Even the Obama NLRB Can’t Swallow Union Lawyers’ Anti-Right to Work Argument

(Pending anti-Right to Work litigation filed by Harvard Professor Ben Sachs [pictured above] and a team of union lawyers assumes monopoly-bargaining privileges are worth nothing to union bosses. But even President Obama’s radical National Labor Relations Board knows that’s not remotely true. Image: Harvard Law Today)

In four lawsuits now pending in two different federal circuits and in the West Virginia and Wisconsin state court systems, union lawyers are making novel and audacious claims they hope will become a “doomsday” weapon against all statutory bans on compulsory union dues and fees.

The two federal lawsuits aiming to impose forced union fees nationwide are being advanced by Harvard professor Ben Sachs, a “go to” lawyer for the union hierarchy. Mr. Sachs is being assisted by a legal team from San Francisco-based Altshuler Berzon, a favorite law firm for union bosses with plenty of forced-dues money at their disposal.

(National Right to Work Legal Defense Foundation attorneys have already submitted supporting briefs to defend state Right to Work laws in three of the four cases, and will soon do so in the fourth case.)

The core Big Labor strategy in all these cases is to persuade courts to “reinterpret” the Takings Clause found in the Fifth Amendment of the U.S. Constitution and in analogous state constitutional provisions in a way that would strike down all 26 state Right to Work laws and derail all future efforts to eliminate the forced payment of union dues as a job condition.

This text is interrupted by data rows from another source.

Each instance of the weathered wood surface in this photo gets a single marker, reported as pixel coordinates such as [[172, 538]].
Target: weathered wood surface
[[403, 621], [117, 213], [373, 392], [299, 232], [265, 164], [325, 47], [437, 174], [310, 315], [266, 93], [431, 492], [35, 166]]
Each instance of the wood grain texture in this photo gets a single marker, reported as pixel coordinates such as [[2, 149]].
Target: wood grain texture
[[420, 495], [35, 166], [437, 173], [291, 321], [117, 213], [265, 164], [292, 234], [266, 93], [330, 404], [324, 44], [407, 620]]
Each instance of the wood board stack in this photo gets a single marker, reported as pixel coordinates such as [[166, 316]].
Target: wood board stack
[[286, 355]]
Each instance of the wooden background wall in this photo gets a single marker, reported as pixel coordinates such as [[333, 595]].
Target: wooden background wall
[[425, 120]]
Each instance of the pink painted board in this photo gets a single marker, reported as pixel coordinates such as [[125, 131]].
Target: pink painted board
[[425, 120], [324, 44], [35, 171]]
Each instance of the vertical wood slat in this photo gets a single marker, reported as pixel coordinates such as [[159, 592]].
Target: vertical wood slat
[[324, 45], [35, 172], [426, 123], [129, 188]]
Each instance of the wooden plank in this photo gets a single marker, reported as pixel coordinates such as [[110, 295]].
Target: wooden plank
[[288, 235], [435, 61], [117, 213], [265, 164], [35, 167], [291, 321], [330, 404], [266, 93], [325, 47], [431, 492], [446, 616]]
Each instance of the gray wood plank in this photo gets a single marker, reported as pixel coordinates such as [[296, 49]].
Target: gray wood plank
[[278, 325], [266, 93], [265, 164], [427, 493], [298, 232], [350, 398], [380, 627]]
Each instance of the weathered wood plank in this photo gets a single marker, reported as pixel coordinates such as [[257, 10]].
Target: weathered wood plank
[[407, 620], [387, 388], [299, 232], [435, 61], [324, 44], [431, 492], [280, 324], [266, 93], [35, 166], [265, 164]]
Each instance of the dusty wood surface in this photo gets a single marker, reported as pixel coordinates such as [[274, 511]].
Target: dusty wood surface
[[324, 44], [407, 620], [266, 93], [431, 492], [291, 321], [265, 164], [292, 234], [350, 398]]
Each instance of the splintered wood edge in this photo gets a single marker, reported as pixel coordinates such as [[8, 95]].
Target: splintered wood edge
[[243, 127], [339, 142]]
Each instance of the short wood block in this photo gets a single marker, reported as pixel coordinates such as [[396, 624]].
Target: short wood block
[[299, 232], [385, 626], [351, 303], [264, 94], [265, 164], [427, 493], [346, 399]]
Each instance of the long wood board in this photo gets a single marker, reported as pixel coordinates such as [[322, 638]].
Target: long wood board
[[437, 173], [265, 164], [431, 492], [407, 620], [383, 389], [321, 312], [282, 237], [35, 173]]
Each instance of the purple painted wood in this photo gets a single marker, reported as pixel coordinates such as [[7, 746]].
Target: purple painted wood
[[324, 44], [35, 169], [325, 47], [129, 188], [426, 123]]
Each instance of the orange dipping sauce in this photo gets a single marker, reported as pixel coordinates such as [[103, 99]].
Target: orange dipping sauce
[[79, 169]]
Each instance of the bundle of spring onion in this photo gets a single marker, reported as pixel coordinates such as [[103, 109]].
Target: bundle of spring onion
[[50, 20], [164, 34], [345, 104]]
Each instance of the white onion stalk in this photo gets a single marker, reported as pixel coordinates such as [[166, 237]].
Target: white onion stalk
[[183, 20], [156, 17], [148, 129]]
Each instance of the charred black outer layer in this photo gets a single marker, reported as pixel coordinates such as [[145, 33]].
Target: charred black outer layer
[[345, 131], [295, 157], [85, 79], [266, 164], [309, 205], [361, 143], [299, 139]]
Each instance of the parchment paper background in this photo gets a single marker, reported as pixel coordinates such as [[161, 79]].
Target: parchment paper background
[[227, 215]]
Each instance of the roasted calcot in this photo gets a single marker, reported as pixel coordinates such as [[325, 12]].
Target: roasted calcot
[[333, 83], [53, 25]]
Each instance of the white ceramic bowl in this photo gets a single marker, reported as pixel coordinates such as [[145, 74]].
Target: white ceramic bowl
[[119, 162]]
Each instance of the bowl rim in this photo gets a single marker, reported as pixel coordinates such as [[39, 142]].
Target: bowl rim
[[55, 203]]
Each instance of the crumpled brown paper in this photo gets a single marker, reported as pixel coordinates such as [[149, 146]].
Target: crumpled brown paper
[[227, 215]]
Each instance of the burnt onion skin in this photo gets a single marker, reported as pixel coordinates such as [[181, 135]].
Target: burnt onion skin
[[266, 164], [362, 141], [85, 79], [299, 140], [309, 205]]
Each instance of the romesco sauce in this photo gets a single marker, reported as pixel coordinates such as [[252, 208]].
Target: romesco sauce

Even in light of the long record of the U.S. Supreme Court’s and other federal courts’ acceptance of far-fetched claims by union lawyers in order to uphold statutes authorizing monopolistic unionism, the Sachs litigation can only be regarded as a judicial “Hail Mary” pass.

Clearly, union officials have decided that a “Hail Mary” play is what they need.

Over the past four-and-a-half years, four states have enacted Right to Work laws. A majority of states now protect employees from forced unionism. National Right to Work Committee members helped lead the charge.

Despite all of its forced union dues-derived wealth and political clout, Big Labor has become less and less effective at blocking Right to Work protections in the legislative arena in recent years.

Since early 2012, Indiana, Michigan, Wisconsin, and West Virginia have enacted Right to Work statutes. And the first three of these are heavily industrialized states of the sort where Big Labor propaganda long claimed such laws could never be enacted.

Moreover, several more states — including Montana, Colorado, New Mexico, Missouri, Kentucky, Pennsylvania, and New Hampshire — are now poised to prohibit compulsory union financial support over the course of the next few years.

Big Labor sees a chance to kill Right to Work before it is enacted in even more states. Naturally, union kingpins are jumping at the opportunity.

Unfortunately for the union brass, the anti-Right to Work arguments Ben Sachs has concocted have never been persuasive.

The constitutional “reinterpretation” he advocates is possible only if the judiciary first accepts his and and his allies’ claim that the government-granted monopoly privilege to represent union members and nonmembers alike at the bargaining table is worth exactly nothing to Big Labor. Few if any disinterested observers of how union officials go about their business would concur.

And just recently, a major new and almost certainly unexpected problem for Sachs and his team has emerged: Even President Barack Obama’s National Labor Relations Board (NLRB) appointees are now on the record admitting union monopoly-bargaining privileges are a “thing of value.”

On March 30, the Obama NLRB ruled 3-0 that bosses of Local 720 of the International Alliance of Theatrical Stage Employees (IATSE) may not use the “exclusive” hiring hall they operate to discriminate against employees who live in a Right to Work state and exercise their freedom not to join or bankroll Local 720.

The IATSE Local 720 ruling, in which Chairman Mark Pearce, an ex-union lawyer, and member Lauren McFerran, a protégé of retired Big Labor U.S. Sen. Tom Harkin (D-Iowa), participated, entirely upheld an earlier decision by NLRB Administrative Law Judge Kenneth Chu. (See the link below to read the whole ruling.)

Judge Chu explicitly recognized that monopoly-bargaining privileges are a “thing of value” for Big Labor. And he also recognized that the value is “sufficient compensation” for any expenses union bosses might incur while wielding those privileges over employees in Right to Work states who exercise their legal prerogative not to join or bankroll an unwanted union.

In short, Kenneth Chu and the three Obama-appointed NLRB members who fully concurred with his decision are telling Ben Sachs and other union lawyers who are trying to destroy Right to Work laws that their core contention is wrong.

Sachs et al and their Big Labor clients remain free, of course, simply to add IATSE Local 720 to the host of other NLRB and federal court precedents that they insist must be overturned as they seek to impose forced union dues and fees on employees nationwide. But the fact is, their path to victory in their judicial crusade against Right to Work laws has gotten much more steeply uphill as a consequence of  IATSE, Local 720, AFL-CIO, CLC (Tropicana Las Vegas, Inc.).